From the Massachusetts Nurse Newsletter
March 2010 Edition
|The two temporarily terminated nurses, (from left) Jean Travis and Cindy Pleau, celebrated with Providence committee members Jeannette Bilodeau, Danny DiRocco, Cindy Chaplin, Diane Michael, Marilyn Hernandez, Etienne Debaudringhien and Diane Sampson. Not pictured is Denny Glidden, bargaining unit co-chair.
On Dec. 23, 2009, shock waves ran through the tight knit group of staff working at Providence Behavioral Health Hospital in Holyoke, as hospital management unexpectedly fired two well-respected nurses from the 61-bed psychiatric hospital. Described as the “glue that holds the unit together,” the sudden terminations of these nurses had a devastating effect on the unit and the hospital as a whole. Jean Travis, one of the fired RNs, said the terminations came out of nowhere. “I have been an RN for 36 years and 15 of those years have been spent caring for patients at Providence,” said Travis. “Then, after all this time of stellar evaluations and a great record, I am fired out of the blue just days before Christmas. It was unbelievable.”
Two days before Christmas and in response to the unjust terminations, the MNA filed grievances, submitted information requests and held meetings with hospital staff. During this process the nurses and the mental health workers at the facility, who are represented by the UAW, wore red and black pins that read “Rehire the Fired Nurses” as a way of showing support for their beleaguered colleagues.
“Seeing all the MNA members and other hospital workers standing behind us we were confident we would get our jobs back,” said Cindy Pleau, RN and the other nurse who was fired.

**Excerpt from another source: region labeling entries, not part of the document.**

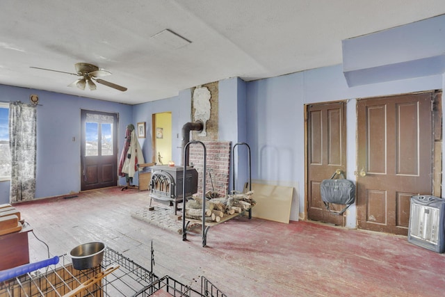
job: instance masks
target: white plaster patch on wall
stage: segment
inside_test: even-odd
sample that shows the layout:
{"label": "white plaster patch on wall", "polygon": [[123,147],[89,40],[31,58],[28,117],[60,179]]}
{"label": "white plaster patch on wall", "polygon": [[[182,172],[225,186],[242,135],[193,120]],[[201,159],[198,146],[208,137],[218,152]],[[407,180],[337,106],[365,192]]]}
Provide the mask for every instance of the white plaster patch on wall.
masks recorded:
{"label": "white plaster patch on wall", "polygon": [[202,131],[198,136],[207,136],[206,122],[210,118],[210,91],[207,87],[196,87],[193,91],[193,106],[195,107],[195,120],[200,120],[204,124]]}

Thanks to the unity of their colleagues and the hard work of the MNA staff and the MNA committee at Providence, both Travis and Pleau returned to their positions less than one month after their unjust termination. “It was a unique set of circumstances and bringing them back was the right thing for the hospital to do,” said Andrea Fox, RN the MNA associate director who represents Providence Hospital.
On Jan. 29 Travis and Pleau attended a “welcome back” party—an occasion that was originally meant to be an “in support of the nurses” party. The bargaining unit purposely scheduled the nurses’ celebration for the same night as the hospital’s “official” holiday gathering, and the unit was honored when the majority of floor staff chose to join in the nurses’ festivities rather than management’s.
Three months post, unit co-chair Diane Michael is looking for the lesson learned. “Hopefully hospital administration will use due diligence before they decide to fire nurses in the future,” she said.